Die Veränderungen finden im Hintergrund statt, haben jedoch deutlich hör- und spürbare Auswirkungen auf das neue Material. Der Eindruck eines weiten Panoramas schlägt sich im Sound von WANDERER nieder: Ohne die band-typische Wall Of Sound bröckeln zu lassen, zeichnen Alex Dietz als Produzent und Tue Madsen (Mix und Mastering) feine Details in den massiven Fels: So dynamisch und natürlich bei allem Druck und aller Gewalt klangen Heaven Shall Burn noch nie. Gut möglich, dass sich künftige Death Metal-Produktionen hieran messen lassen müssen! Der wuchtige, brutal und erhaben marschierende Drumsound eines ‘They Shall Not Pass’ peitscht auf, wie die an alte In Flames erinnernden Gitarrenharmonien, flirrenden Soli (‘Save Me’ mit Wovenwars Nick Hipa) und einnehmenden Melodien (‘Corium’, ‘A River Of Crimson’) zu begeistern wissen und sich schnell ins Gedächtnis fräsen.

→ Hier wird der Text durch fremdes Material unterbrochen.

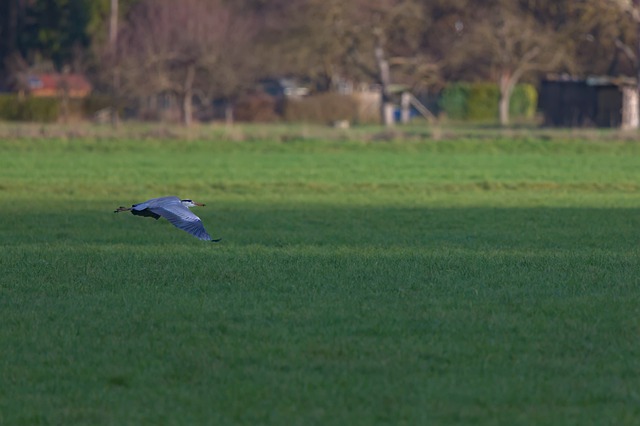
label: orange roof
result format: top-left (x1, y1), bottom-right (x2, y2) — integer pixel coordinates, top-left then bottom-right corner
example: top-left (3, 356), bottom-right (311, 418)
top-left (28, 73), bottom-right (92, 97)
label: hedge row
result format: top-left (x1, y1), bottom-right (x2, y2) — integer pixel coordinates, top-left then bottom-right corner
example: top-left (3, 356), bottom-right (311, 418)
top-left (439, 82), bottom-right (538, 121)
top-left (231, 92), bottom-right (374, 125)
top-left (0, 95), bottom-right (58, 122)
top-left (0, 86), bottom-right (538, 124)
top-left (283, 93), bottom-right (360, 125)
top-left (283, 85), bottom-right (538, 125)
top-left (0, 94), bottom-right (111, 122)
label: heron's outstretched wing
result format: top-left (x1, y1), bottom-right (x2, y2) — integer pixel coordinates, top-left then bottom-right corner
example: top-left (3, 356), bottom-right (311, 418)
top-left (150, 201), bottom-right (214, 241)
top-left (129, 197), bottom-right (181, 220)
top-left (133, 196), bottom-right (181, 210)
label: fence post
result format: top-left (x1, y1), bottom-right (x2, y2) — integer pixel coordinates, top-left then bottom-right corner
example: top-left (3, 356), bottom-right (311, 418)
top-left (401, 92), bottom-right (411, 124)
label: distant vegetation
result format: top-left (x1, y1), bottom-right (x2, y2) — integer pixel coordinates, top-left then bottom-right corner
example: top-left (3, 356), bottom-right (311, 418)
top-left (1, 0), bottom-right (638, 126)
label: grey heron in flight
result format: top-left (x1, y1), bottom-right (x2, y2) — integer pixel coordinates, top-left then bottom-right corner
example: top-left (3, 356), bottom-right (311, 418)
top-left (114, 196), bottom-right (221, 241)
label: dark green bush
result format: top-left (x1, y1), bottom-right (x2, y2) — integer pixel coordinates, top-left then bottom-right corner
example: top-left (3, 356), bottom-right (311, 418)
top-left (510, 84), bottom-right (537, 119)
top-left (0, 95), bottom-right (18, 120)
top-left (0, 94), bottom-right (115, 122)
top-left (439, 84), bottom-right (469, 120)
top-left (25, 97), bottom-right (58, 122)
top-left (439, 82), bottom-right (537, 122)
top-left (0, 95), bottom-right (59, 122)
top-left (467, 83), bottom-right (499, 121)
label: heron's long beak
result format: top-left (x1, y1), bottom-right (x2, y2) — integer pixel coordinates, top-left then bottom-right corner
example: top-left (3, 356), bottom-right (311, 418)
top-left (195, 202), bottom-right (206, 207)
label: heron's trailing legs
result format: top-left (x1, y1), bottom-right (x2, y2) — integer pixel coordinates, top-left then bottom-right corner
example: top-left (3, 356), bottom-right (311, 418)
top-left (114, 206), bottom-right (131, 213)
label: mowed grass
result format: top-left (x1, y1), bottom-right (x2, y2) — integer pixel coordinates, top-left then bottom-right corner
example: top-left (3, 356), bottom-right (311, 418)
top-left (1, 131), bottom-right (640, 425)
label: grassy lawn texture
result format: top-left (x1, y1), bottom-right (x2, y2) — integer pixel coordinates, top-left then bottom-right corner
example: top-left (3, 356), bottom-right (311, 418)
top-left (1, 131), bottom-right (639, 425)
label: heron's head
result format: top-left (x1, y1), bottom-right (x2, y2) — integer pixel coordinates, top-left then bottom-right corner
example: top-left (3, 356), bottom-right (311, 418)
top-left (181, 199), bottom-right (205, 208)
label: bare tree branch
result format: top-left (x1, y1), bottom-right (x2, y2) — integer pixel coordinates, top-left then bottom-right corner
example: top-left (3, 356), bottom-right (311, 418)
top-left (616, 38), bottom-right (638, 65)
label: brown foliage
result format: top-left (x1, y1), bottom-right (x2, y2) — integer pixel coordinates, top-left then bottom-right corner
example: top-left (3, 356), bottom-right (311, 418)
top-left (235, 93), bottom-right (279, 123)
top-left (283, 93), bottom-right (361, 125)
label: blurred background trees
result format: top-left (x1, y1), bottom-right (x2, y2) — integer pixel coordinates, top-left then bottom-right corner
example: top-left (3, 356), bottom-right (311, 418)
top-left (454, 0), bottom-right (570, 125)
top-left (0, 0), bottom-right (637, 126)
top-left (115, 0), bottom-right (258, 126)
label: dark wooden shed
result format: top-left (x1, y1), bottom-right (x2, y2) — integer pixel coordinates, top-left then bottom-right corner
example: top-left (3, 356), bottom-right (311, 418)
top-left (539, 75), bottom-right (637, 128)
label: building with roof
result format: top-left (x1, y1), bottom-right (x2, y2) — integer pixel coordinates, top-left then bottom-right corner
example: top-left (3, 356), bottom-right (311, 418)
top-left (27, 73), bottom-right (92, 98)
top-left (539, 74), bottom-right (638, 129)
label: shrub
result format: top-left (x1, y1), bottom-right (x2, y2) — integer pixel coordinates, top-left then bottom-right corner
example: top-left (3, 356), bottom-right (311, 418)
top-left (235, 92), bottom-right (280, 122)
top-left (0, 95), bottom-right (18, 120)
top-left (510, 84), bottom-right (537, 119)
top-left (439, 84), bottom-right (469, 120)
top-left (467, 83), bottom-right (499, 121)
top-left (24, 97), bottom-right (58, 122)
top-left (0, 95), bottom-right (58, 122)
top-left (283, 93), bottom-right (359, 125)
top-left (0, 94), bottom-right (114, 122)
top-left (439, 82), bottom-right (538, 122)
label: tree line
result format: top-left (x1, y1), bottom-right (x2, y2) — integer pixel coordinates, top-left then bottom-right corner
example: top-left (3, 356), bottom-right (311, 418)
top-left (0, 0), bottom-right (638, 126)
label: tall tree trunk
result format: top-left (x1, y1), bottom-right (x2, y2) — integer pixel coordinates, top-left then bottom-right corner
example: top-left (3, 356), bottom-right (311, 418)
top-left (59, 68), bottom-right (70, 124)
top-left (374, 37), bottom-right (394, 127)
top-left (498, 92), bottom-right (510, 126)
top-left (621, 86), bottom-right (639, 129)
top-left (498, 71), bottom-right (515, 126)
top-left (636, 11), bottom-right (640, 129)
top-left (182, 63), bottom-right (195, 127)
top-left (109, 0), bottom-right (120, 128)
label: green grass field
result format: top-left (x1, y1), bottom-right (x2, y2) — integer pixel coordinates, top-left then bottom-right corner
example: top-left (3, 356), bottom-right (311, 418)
top-left (1, 127), bottom-right (640, 425)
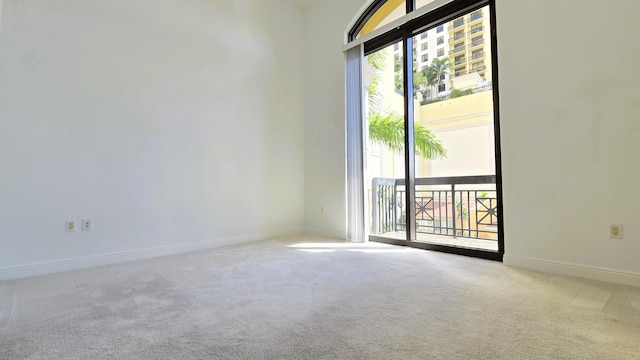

‘Passage Of The Crane’ ist von seinem clean gespielten Intro über beinharten Melodic Death Metal bis hin zum Spoken Word-Zwischenteil der Prototyp des Miteinander aus Energie und Melodie, während ‘Prey To God’ mit Cannibal Corpses George „Corpsegrinder“ Fisher ohne Umschweife vernichtet! Der Circle Pit ruft, der nächste schlau in Szene gesetzte Breakdown wartet bereits, wütende und packende Refrains wollen aus voller Lunge skandiert werden (‘Bring The War Home’, ‘Downshifter’). Die zumeist gut verständlichen Texte wirken weniger direkt anklagend, allerdings gewohnt kritisch hinterfragend, oft nachdenklicher und melancholischer als bisher. Eine direkte Spiegelung des Gesamtkunstwerks, welches durch das stilvolle Artwork mit (in ihrer ruhigen Ausstrahlung kräftigen) Fotos von Christian Thiele abgerundet und perfektioniert wird.

Um abschließend nochmals den Vergleich zum Vorgänger VETO zu bemühen: Statt eines zielgerichteten Direktangriffs gleicht WANDERER einem alles verschlingenden, malmenden Erdbeben. Die Festivals der nächsten Jahre sollten schon mal ihre Äcker befestigen.